Discussion of some of the main points made by the video

  1. The origins of fractional reserve banking are corrupt
    unknown
    First of all, this is an allegorical story. We don't *really* know if the goldsmiths were hiding in their vaults, rolling around in gold coins like Scrooge McDuck. More likely, in situations like this that occurred in reality, the goldsmiths just recognized an opportunity to "have more stuff," without explicitly hurting other people. I don't think, for example, that there's any conspiracy theory here.
  2. Interest-based lending can only result in all currency being controlled by the bankers
    false
    Unless the bankers NEVER spend any of the money on anything but other loans. And again, it doesn't really matter WHAT we use to represent the exchange of units of utility, as long as it is regulated in some fashion.
  3. Fractional-reserve banking can cause the amount of currency in the system to grow without bound
    true
    But so what? it doesn't inherently change the physics of our world. It just changes the numbers that we use to represent some amount of utility.

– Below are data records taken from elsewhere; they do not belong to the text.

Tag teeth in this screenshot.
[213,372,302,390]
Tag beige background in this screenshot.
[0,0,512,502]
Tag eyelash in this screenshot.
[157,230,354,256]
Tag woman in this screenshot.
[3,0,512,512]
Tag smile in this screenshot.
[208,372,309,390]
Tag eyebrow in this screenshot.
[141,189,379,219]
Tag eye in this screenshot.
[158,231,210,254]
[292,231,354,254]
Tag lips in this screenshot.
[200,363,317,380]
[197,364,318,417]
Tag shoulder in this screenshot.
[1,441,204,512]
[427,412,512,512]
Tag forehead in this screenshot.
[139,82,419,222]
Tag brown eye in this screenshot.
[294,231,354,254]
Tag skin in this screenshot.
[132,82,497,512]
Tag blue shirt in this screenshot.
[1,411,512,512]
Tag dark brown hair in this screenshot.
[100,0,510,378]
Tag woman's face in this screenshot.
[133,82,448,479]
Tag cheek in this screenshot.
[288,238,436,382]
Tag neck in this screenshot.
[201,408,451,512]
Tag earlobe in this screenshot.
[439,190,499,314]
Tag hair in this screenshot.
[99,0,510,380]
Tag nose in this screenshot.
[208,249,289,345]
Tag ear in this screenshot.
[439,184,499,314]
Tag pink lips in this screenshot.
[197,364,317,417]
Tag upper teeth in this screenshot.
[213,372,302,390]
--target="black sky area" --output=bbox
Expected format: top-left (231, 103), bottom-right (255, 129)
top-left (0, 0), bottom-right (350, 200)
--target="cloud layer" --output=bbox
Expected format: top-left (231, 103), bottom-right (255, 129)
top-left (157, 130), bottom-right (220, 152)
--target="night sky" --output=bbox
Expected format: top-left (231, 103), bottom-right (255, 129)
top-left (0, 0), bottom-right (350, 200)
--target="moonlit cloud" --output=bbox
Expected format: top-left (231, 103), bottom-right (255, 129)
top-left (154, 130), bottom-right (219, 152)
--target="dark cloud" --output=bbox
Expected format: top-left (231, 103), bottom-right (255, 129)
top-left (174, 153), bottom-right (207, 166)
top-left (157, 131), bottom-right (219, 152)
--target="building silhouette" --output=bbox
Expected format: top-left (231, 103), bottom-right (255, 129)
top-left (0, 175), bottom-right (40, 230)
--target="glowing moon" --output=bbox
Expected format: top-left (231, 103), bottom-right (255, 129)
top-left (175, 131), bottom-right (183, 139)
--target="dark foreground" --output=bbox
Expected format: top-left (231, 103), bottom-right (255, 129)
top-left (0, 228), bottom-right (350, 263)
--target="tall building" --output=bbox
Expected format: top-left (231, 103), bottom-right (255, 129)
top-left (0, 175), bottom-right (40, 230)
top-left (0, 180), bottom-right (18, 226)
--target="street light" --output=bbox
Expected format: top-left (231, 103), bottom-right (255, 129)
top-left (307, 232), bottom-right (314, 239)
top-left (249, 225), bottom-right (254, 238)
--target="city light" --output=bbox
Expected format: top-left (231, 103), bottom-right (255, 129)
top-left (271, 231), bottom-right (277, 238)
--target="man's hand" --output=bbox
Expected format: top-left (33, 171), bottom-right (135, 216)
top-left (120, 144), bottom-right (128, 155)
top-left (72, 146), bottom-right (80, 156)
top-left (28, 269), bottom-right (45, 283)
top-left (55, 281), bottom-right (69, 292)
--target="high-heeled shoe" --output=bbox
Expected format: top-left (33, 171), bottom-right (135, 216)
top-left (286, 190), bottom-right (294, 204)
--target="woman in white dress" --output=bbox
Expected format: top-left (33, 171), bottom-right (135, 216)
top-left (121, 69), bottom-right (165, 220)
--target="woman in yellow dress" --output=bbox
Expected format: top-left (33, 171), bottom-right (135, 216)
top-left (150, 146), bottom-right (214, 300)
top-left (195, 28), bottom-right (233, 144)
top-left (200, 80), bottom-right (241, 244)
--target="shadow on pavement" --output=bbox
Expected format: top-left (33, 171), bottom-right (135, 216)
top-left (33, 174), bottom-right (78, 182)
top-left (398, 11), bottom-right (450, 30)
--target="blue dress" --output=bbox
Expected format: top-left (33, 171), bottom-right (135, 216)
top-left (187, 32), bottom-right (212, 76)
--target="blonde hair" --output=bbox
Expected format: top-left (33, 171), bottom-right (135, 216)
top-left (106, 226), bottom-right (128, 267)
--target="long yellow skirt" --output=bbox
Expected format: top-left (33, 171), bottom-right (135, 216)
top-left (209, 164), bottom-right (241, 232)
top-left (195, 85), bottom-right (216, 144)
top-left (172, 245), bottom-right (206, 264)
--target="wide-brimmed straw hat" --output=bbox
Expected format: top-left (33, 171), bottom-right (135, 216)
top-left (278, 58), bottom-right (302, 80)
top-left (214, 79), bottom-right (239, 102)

  4. There is a direct and causal link between endless consumption of national resources and the fractional reserve banking system
    false
    People consume because they want more stuff. If anything, the infinite growth of the currency supply is a result of the propensity of humans to want more stuff, and not the other way around!
  5. A statically allocated, government-issued currency will erase all of the problems associated with a fractional-reserve banking system
    false
    It will just cause the inherent properties of human economics to manifest themselves differently.

Having made these counter-arguments to the video, I still have issues with the banking industry, in that the regulatory bodies give unfair advantages to those who control the money. These people get an unfairly large piece of the pie without generating a proportional amount of utility units for society. However, this isn't necessarily due to the fractional-reserve system.